To be honest Jon( but not just him) is a little more money sometimes but definitely you get peice of mind when buying from him and the personal touch of a smaller vendor. I bought a ks and got it from japanesechefknife. Not the cheapest for that knife but was able to clearly communicate what I want and had peice of mind knowing it would be as close as possible down to the amount of color on the marble fuerrle.


----------



## stereo.pete (Apr 21, 2013)

I understand Jon completely coming from a retail background. The level of service Jon provides does not come free nor should it. If you want his expertise, his hand picked selection, and his instructional help, of course there is a cost involved as time is money. I don't know of any other vendors out there that offer to set up a skype video with me and teach me in real time how to sharpen my new yanagiba. That is why Jon is the best! Too many consumers have lost touch with what a merchant is, ( someone trying to make a living) and simply focus on the end result being who has it cheapest. To be honest, it is not entirely our fault as consumers, but rather those of us who have fell victim to the business strategies of certain companies. 
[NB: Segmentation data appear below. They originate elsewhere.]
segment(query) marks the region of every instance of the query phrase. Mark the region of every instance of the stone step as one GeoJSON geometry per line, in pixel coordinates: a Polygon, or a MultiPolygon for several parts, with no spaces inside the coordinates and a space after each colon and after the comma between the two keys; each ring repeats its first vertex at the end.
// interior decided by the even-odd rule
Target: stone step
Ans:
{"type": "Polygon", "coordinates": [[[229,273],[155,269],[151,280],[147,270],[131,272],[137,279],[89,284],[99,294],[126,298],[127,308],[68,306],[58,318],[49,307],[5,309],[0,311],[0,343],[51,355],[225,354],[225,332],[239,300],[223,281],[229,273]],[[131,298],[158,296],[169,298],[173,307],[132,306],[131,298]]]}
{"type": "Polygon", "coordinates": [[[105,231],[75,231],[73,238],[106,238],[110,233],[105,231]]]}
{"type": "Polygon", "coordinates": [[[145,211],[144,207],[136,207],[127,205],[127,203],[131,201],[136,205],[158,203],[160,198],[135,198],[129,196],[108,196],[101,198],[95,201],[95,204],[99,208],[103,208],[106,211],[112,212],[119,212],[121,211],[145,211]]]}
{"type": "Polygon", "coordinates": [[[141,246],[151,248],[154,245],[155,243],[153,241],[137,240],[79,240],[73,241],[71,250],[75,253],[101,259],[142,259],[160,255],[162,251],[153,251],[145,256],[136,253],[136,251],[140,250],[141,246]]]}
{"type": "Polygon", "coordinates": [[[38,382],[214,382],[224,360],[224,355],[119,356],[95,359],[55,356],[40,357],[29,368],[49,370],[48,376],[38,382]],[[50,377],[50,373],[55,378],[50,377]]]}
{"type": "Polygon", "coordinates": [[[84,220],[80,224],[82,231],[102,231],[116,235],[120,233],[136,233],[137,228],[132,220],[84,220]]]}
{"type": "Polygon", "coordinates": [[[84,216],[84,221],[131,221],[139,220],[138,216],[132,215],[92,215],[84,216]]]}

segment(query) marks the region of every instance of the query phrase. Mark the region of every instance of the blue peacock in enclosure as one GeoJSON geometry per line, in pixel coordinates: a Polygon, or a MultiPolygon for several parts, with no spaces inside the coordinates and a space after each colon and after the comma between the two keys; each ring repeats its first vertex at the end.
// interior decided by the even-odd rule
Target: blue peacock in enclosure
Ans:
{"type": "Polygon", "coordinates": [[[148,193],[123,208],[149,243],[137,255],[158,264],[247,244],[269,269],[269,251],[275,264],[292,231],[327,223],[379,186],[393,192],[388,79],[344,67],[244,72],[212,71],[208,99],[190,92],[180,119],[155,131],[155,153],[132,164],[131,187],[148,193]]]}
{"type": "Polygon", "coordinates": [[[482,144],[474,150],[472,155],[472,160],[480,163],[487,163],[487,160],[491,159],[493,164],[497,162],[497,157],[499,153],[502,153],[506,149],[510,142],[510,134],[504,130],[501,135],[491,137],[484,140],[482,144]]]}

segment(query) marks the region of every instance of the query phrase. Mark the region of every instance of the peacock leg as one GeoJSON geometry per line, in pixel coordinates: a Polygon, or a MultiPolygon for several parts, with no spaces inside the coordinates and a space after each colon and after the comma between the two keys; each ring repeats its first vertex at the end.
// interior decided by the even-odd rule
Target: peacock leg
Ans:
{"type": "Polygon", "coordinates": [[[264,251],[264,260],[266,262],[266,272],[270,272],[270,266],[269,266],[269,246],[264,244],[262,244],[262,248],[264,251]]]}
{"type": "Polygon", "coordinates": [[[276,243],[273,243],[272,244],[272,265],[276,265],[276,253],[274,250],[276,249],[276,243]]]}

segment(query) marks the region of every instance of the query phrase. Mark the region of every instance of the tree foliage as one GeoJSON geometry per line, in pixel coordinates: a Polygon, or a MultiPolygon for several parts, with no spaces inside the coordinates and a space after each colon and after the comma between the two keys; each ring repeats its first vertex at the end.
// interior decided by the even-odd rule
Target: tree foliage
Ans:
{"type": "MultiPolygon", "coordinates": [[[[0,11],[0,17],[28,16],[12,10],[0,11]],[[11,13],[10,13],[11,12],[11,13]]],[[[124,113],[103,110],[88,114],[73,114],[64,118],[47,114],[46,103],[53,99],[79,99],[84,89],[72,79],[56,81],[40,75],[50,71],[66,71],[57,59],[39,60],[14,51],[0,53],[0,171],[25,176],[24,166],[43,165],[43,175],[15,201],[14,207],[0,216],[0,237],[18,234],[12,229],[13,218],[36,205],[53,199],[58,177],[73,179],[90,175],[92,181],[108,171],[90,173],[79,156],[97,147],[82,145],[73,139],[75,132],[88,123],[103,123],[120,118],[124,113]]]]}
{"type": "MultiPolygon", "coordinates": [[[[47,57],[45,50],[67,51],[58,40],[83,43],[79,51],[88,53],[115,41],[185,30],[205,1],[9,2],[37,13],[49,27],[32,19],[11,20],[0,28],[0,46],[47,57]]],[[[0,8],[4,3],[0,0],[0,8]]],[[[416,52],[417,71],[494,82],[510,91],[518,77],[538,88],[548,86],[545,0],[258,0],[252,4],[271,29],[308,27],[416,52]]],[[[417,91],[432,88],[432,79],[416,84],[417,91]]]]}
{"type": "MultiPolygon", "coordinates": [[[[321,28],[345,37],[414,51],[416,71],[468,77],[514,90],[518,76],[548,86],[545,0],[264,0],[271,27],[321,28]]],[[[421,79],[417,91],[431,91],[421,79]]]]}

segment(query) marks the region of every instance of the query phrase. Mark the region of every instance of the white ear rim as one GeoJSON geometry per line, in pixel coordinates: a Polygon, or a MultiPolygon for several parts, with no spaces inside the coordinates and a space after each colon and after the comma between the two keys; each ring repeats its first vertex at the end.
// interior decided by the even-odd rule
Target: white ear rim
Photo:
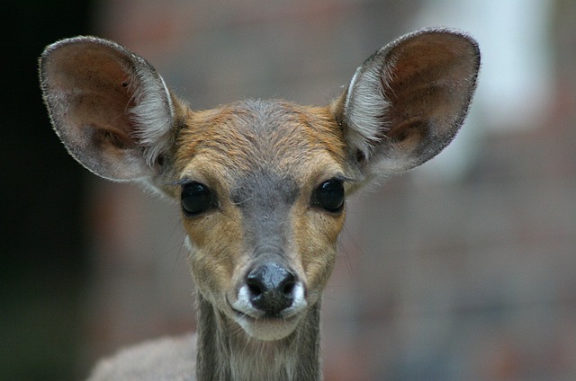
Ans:
{"type": "Polygon", "coordinates": [[[130,78],[129,86],[134,92],[134,106],[130,112],[136,126],[134,137],[144,148],[144,159],[154,167],[158,157],[172,144],[175,110],[170,92],[164,78],[149,64],[140,57],[135,73],[130,78]]]}
{"type": "MultiPolygon", "coordinates": [[[[382,50],[374,55],[380,54],[382,50]]],[[[378,133],[382,130],[382,115],[390,107],[380,86],[374,84],[381,83],[381,75],[386,78],[384,84],[390,82],[391,71],[388,70],[388,65],[383,64],[382,67],[373,65],[367,70],[364,66],[359,66],[350,81],[344,104],[345,121],[351,127],[349,141],[366,159],[372,155],[374,145],[371,143],[375,143],[380,138],[378,133]],[[358,81],[360,76],[362,81],[358,81]],[[351,102],[353,99],[354,102],[351,102]]],[[[383,122],[385,125],[386,121],[383,122]]]]}

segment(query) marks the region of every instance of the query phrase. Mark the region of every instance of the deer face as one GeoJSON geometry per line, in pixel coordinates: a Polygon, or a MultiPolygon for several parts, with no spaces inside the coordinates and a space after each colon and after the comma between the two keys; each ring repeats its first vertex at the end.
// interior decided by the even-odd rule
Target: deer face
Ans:
{"type": "Polygon", "coordinates": [[[193,276],[256,338],[290,333],[330,275],[353,180],[342,136],[326,109],[262,101],[191,113],[181,131],[193,276]]]}

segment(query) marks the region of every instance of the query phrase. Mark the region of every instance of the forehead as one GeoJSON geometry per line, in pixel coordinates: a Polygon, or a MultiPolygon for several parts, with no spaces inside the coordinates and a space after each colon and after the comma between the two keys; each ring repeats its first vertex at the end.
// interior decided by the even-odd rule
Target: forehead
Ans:
{"type": "Polygon", "coordinates": [[[232,182],[297,182],[322,175],[315,173],[341,173],[342,142],[342,130],[327,109],[250,100],[191,112],[176,162],[184,175],[201,172],[232,182]]]}

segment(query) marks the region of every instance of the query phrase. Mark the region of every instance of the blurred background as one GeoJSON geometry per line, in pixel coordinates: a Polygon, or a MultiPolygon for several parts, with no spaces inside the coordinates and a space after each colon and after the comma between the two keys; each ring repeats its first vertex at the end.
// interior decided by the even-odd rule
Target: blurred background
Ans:
{"type": "Polygon", "coordinates": [[[375,49],[470,32],[482,69],[449,149],[348,205],[323,302],[327,381],[576,379],[576,2],[3,2],[0,379],[73,380],[195,327],[175,206],[101,181],[50,130],[36,59],[95,34],[193,108],[325,104],[375,49]]]}

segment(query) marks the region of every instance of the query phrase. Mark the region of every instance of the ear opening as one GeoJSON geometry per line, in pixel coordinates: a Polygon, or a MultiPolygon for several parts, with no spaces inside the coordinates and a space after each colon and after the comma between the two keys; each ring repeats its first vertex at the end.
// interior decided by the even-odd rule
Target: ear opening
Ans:
{"type": "Polygon", "coordinates": [[[49,46],[40,76],[54,129],[68,152],[111,180],[149,179],[173,140],[175,111],[162,77],[123,47],[93,37],[49,46]]]}
{"type": "Polygon", "coordinates": [[[378,176],[437,155],[464,120],[479,67],[476,42],[450,30],[418,31],[376,51],[334,107],[356,164],[378,176]]]}

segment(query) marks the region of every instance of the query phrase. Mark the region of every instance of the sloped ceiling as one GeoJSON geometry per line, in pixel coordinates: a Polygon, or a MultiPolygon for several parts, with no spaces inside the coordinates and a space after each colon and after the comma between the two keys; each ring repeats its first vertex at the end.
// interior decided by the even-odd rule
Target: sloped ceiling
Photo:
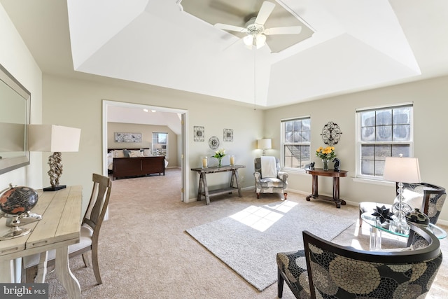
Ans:
{"type": "MultiPolygon", "coordinates": [[[[0,3],[44,73],[99,75],[260,109],[448,74],[446,0],[269,1],[312,36],[279,53],[249,50],[183,11],[181,0],[0,3]]],[[[255,0],[198,3],[217,1],[255,0]]]]}
{"type": "Polygon", "coordinates": [[[278,53],[248,50],[181,1],[69,0],[74,67],[274,106],[419,77],[433,67],[425,65],[429,51],[416,56],[421,40],[448,50],[441,28],[448,1],[270,1],[300,15],[312,37],[278,53]]]}

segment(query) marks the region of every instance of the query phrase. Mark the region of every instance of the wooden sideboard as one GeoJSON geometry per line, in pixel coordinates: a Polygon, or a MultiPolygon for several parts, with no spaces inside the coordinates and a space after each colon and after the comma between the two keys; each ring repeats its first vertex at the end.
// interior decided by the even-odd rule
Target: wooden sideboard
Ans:
{"type": "Polygon", "coordinates": [[[164,156],[113,158],[113,179],[151,174],[165,175],[164,156]]]}

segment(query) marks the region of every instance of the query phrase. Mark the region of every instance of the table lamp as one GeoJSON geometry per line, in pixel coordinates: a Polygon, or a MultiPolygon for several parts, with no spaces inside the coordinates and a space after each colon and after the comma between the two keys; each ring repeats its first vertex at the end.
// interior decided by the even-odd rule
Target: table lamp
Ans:
{"type": "Polygon", "coordinates": [[[29,125],[29,144],[30,151],[53,152],[48,157],[50,187],[44,191],[56,191],[64,189],[65,185],[59,185],[62,174],[62,152],[74,152],[79,149],[81,130],[75,127],[55,125],[29,125]]]}
{"type": "Polygon", "coordinates": [[[263,150],[262,155],[265,155],[265,151],[267,149],[272,148],[272,139],[259,139],[257,141],[257,148],[258,149],[263,150]]]}
{"type": "MultiPolygon", "coordinates": [[[[406,222],[406,211],[408,204],[403,202],[403,183],[421,183],[419,159],[416,158],[387,157],[384,164],[383,179],[398,183],[398,201],[392,206],[397,217],[397,232],[405,233],[410,225],[406,222]]],[[[412,209],[410,208],[412,210],[412,209]]]]}

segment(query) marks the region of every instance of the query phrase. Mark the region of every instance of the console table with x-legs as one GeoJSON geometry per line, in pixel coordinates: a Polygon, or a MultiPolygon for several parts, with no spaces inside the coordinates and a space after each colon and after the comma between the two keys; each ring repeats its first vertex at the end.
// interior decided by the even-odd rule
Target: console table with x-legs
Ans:
{"type": "Polygon", "coordinates": [[[314,169],[306,169],[305,171],[307,174],[313,176],[313,186],[312,194],[307,196],[307,201],[311,200],[311,198],[318,198],[324,200],[330,200],[336,204],[337,208],[340,208],[341,204],[345,205],[345,200],[341,200],[339,197],[339,178],[342,176],[346,176],[346,170],[340,170],[335,172],[333,169],[323,170],[321,168],[316,168],[314,169]],[[319,195],[318,192],[318,176],[331,176],[333,179],[333,196],[319,195]]]}
{"type": "Polygon", "coordinates": [[[193,172],[197,172],[199,177],[199,187],[197,188],[197,200],[201,200],[202,197],[205,197],[206,204],[210,204],[210,196],[220,194],[232,193],[235,190],[238,190],[238,196],[241,197],[241,186],[238,181],[238,169],[245,167],[244,165],[227,165],[221,167],[207,167],[207,168],[192,168],[193,172]],[[219,172],[232,172],[230,177],[230,184],[227,188],[223,188],[216,190],[209,190],[207,185],[206,175],[209,174],[216,174],[219,172]],[[234,185],[236,184],[236,186],[234,185]],[[204,190],[202,190],[202,188],[204,190]]]}

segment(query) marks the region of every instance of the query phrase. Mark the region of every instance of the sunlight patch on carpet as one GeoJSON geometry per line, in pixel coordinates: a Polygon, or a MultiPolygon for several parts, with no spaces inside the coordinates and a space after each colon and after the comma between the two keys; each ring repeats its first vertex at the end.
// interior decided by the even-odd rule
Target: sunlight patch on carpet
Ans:
{"type": "Polygon", "coordinates": [[[251,206],[186,232],[261,291],[277,280],[276,253],[303,249],[303,230],[331,240],[354,223],[288,200],[251,206]]]}
{"type": "Polygon", "coordinates": [[[251,206],[230,217],[252,228],[264,232],[297,204],[297,202],[285,200],[274,207],[251,206]]]}

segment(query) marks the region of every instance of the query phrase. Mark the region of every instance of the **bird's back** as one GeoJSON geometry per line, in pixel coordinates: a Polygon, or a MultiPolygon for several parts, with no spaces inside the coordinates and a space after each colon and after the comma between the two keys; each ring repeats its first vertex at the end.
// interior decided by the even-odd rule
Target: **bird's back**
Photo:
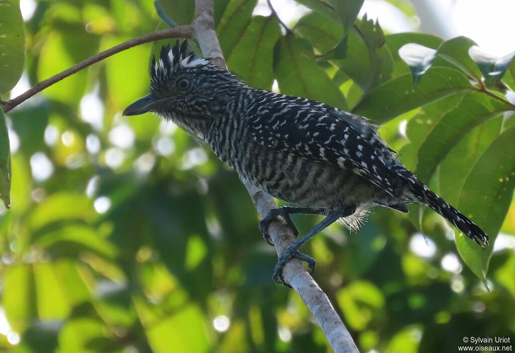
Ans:
{"type": "MultiPolygon", "coordinates": [[[[249,89],[229,104],[226,114],[213,119],[206,139],[241,175],[289,202],[328,209],[387,203],[392,198],[388,192],[353,166],[332,159],[337,157],[331,155],[336,148],[331,142],[346,134],[330,122],[334,119],[330,114],[340,112],[319,102],[249,89]]],[[[381,143],[373,127],[350,115],[348,119],[346,126],[353,127],[347,132],[359,129],[364,134],[362,150],[370,141],[381,143]]],[[[338,148],[345,155],[345,146],[338,148]]]]}

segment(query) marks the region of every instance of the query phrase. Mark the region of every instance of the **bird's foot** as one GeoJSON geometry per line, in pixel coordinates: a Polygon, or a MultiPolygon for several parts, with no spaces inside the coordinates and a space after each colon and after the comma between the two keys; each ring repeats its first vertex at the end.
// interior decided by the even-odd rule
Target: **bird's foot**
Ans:
{"type": "Polygon", "coordinates": [[[289,246],[284,251],[282,255],[279,257],[277,261],[277,264],[276,265],[273,269],[273,275],[272,278],[278,283],[282,284],[283,286],[291,288],[291,286],[286,283],[283,277],[283,268],[292,258],[295,257],[301,261],[304,261],[307,263],[307,266],[310,269],[310,275],[312,275],[315,272],[315,269],[317,266],[317,260],[311,256],[308,256],[305,254],[301,253],[297,249],[297,244],[294,243],[289,246]]]}
{"type": "Polygon", "coordinates": [[[270,225],[270,222],[278,216],[282,217],[286,222],[288,226],[293,230],[296,238],[299,235],[299,230],[297,228],[297,226],[290,217],[288,207],[282,207],[271,209],[268,211],[268,214],[265,216],[265,218],[260,221],[259,227],[259,230],[263,234],[263,238],[266,241],[266,242],[272,246],[273,246],[273,242],[272,241],[272,238],[268,232],[268,226],[270,225]]]}

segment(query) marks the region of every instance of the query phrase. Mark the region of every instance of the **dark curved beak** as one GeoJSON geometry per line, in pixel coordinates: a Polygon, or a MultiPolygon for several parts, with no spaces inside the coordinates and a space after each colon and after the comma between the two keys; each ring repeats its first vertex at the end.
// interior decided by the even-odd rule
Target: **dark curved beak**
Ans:
{"type": "Polygon", "coordinates": [[[122,115],[139,115],[148,113],[152,110],[154,104],[158,101],[159,99],[156,99],[151,94],[145,96],[125,108],[125,110],[122,113],[122,115]]]}

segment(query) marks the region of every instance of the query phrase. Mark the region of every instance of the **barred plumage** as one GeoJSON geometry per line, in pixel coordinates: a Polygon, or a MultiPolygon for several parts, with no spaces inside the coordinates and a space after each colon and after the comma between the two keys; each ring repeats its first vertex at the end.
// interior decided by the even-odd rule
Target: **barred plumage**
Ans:
{"type": "MultiPolygon", "coordinates": [[[[150,94],[124,114],[152,111],[173,120],[256,186],[295,205],[271,213],[261,223],[265,233],[265,223],[279,215],[293,224],[290,213],[320,213],[327,216],[322,228],[339,218],[355,229],[373,206],[407,212],[406,203],[421,203],[484,249],[488,244],[477,226],[402,165],[365,118],[249,87],[209,59],[187,54],[186,43],[163,47],[159,64],[152,61],[150,94]]],[[[304,242],[289,249],[286,261],[292,256],[310,261],[298,251],[304,242]]],[[[276,268],[276,280],[281,268],[276,268]]]]}

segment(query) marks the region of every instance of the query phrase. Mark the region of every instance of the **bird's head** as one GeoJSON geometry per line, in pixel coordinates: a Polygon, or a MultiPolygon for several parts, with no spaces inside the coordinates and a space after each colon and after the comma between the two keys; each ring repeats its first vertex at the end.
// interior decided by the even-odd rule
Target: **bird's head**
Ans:
{"type": "Polygon", "coordinates": [[[187,41],[163,46],[159,61],[150,64],[150,94],[124,111],[124,115],[152,112],[200,135],[214,113],[223,110],[242,84],[233,75],[187,51],[187,41]]]}

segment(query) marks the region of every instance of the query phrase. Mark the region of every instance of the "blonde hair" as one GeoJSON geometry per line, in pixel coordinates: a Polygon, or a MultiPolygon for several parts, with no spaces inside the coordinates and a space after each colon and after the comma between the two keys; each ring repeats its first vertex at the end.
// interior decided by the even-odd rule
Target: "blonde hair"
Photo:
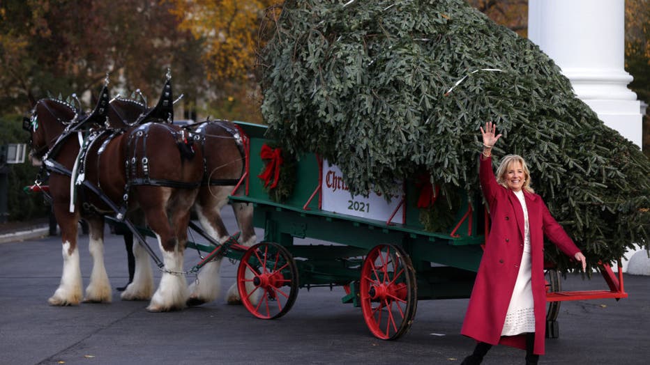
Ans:
{"type": "Polygon", "coordinates": [[[528,165],[526,164],[524,157],[519,155],[506,155],[504,156],[504,158],[501,160],[499,168],[497,169],[497,182],[499,182],[504,187],[508,188],[508,185],[506,183],[506,173],[508,172],[508,167],[515,162],[521,164],[522,169],[524,170],[524,180],[522,189],[527,192],[534,193],[535,190],[533,190],[533,188],[530,187],[530,171],[528,169],[528,165]]]}

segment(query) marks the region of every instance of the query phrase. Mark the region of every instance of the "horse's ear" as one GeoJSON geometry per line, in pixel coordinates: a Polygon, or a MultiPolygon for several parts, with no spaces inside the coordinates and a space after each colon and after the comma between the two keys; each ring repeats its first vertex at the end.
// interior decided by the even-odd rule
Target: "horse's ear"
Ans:
{"type": "Polygon", "coordinates": [[[99,98],[97,100],[97,104],[95,106],[95,109],[88,116],[79,122],[77,128],[82,128],[93,123],[100,125],[103,125],[104,122],[106,121],[106,118],[108,116],[108,103],[109,98],[108,86],[105,84],[99,93],[99,98]]]}
{"type": "Polygon", "coordinates": [[[141,124],[150,119],[162,119],[168,123],[174,120],[174,94],[172,92],[172,77],[167,74],[167,80],[162,86],[162,93],[158,103],[153,109],[142,115],[137,123],[141,124]]]}

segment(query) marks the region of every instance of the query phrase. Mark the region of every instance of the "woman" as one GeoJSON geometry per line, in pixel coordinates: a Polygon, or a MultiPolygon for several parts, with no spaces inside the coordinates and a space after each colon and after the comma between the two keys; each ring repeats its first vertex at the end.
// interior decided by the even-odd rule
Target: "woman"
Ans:
{"type": "Polygon", "coordinates": [[[501,136],[495,136],[496,130],[492,122],[485,130],[481,127],[478,175],[492,226],[461,331],[478,343],[462,364],[480,364],[498,343],[525,349],[526,363],[537,364],[544,353],[545,330],[544,235],[580,261],[583,270],[587,263],[531,188],[523,158],[504,157],[495,178],[492,148],[501,136]]]}

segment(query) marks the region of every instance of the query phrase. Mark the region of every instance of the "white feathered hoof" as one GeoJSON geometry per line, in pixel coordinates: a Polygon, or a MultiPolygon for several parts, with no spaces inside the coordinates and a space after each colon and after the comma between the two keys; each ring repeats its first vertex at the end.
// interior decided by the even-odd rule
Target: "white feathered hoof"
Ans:
{"type": "Polygon", "coordinates": [[[158,289],[151,297],[146,310],[150,312],[179,311],[186,306],[188,284],[183,275],[163,274],[158,289]]]}
{"type": "Polygon", "coordinates": [[[54,292],[54,295],[47,300],[51,306],[66,306],[69,305],[79,305],[82,299],[81,288],[77,290],[66,289],[59,287],[54,292]]]}
{"type": "Polygon", "coordinates": [[[210,261],[199,272],[192,285],[190,286],[190,297],[187,305],[195,306],[209,303],[217,299],[221,291],[221,277],[219,270],[221,267],[221,259],[210,261]]]}
{"type": "Polygon", "coordinates": [[[153,286],[137,285],[135,281],[128,284],[122,292],[120,298],[122,300],[149,300],[153,295],[153,286]]]}
{"type": "Polygon", "coordinates": [[[86,288],[84,303],[110,303],[112,300],[111,287],[98,287],[90,285],[86,288]]]}

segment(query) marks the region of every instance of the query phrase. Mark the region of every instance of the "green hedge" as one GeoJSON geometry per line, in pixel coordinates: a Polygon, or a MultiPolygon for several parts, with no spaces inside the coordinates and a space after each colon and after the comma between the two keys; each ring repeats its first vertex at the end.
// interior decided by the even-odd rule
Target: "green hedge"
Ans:
{"type": "MultiPolygon", "coordinates": [[[[0,116],[0,143],[24,143],[29,140],[22,130],[22,116],[10,114],[0,116]]],[[[23,164],[8,165],[7,208],[8,221],[22,221],[47,217],[50,208],[40,194],[28,195],[23,191],[26,185],[32,185],[38,168],[31,166],[29,158],[23,164]]]]}

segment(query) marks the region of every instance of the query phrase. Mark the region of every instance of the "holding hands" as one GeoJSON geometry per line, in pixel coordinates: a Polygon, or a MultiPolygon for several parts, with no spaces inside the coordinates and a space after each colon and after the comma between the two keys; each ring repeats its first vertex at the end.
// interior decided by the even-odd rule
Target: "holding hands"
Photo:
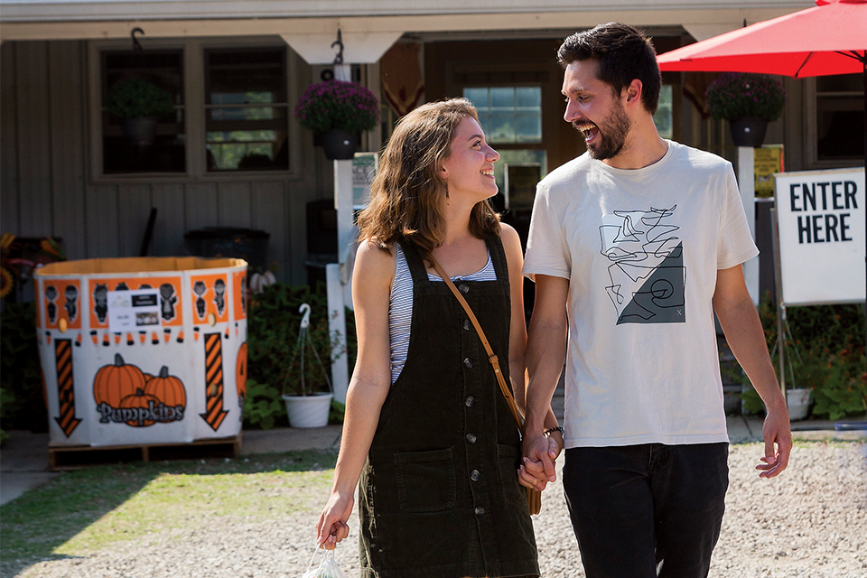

What they don't realize is that if the majority keeps going down this road and that majority continues to increase, then we'll be left with nothing but Wal-Mart's and Applebee's and that is not the world I want to live in. I realize this is an extreme example but I feel it helps convey the point I am trying to make.


----------



## JBroida (Apr 21, 2013)

Hey guys... I really wasn't trying to make this about me, but rather encouraging people to consider the "why?" When thinking about pricing instead of automatically assuming that a vendor is doing a bad job because his/her price is different. I'm also not saying people shouldn't consider price as a factor... I just wish people would take a few seconds to think about it first.


----------



## mzer (Apr 21, 2013)

Back to the knives, the steel is phenomenal.


----------



## JPizzzle (Apr 21, 2013)

Hah, well, to say the least, Jon has been fantastic in answering my questions. I've decided to back away from the fuji due to the fit and finish issues that i've learned about. I'm looking at the gingestu yo gyuto, and also waiting to hear back from Marko on a possible custom gyuto in AEB-L. I'm guessing the money invested in a rehandle of the gingetsu may bring it close to a custom price. Appreciate everyones opinions on the fuji, but I really do want something with good F&F even though it is "rustic"


----------



## schanop (Apr 21, 2013)

Heiji, and in particular Gesshin Heiji.


----------



## mzer (Apr 21, 2013)

I think it is weird how they finish the handles so poorly. The steel is so much better than any other maker I've seen that it is ridiculous. Maybe the shoddy finish is kind of their thing. Dunno.


----------



## jgraeff (Apr 22, 2013)

Marko has best fit and finish around he's a perfectionist. I have not tried his aelb but his 52100 is amazing! Either way I know he only puts out quality products


----------



## JPizzzle (Apr 22, 2013)

jgraeff said:


> Marko has best fit and finish around he's a perfectionist. I have not tried his aelb but his 52100 is amazing! Either way I know he only puts out quality products



From the looks of his work, It's apparent that he's a perfectionist. Certainly the kind of person i'd love to make me a knife . I think if it doesn't work out with Marko (still waiting to hear back on a quote/wait time) I may go with a gesshin ginga and have it rehandled with a nice piece of koa. Eitherway it seems win/win!! :doublethumbsup:


----------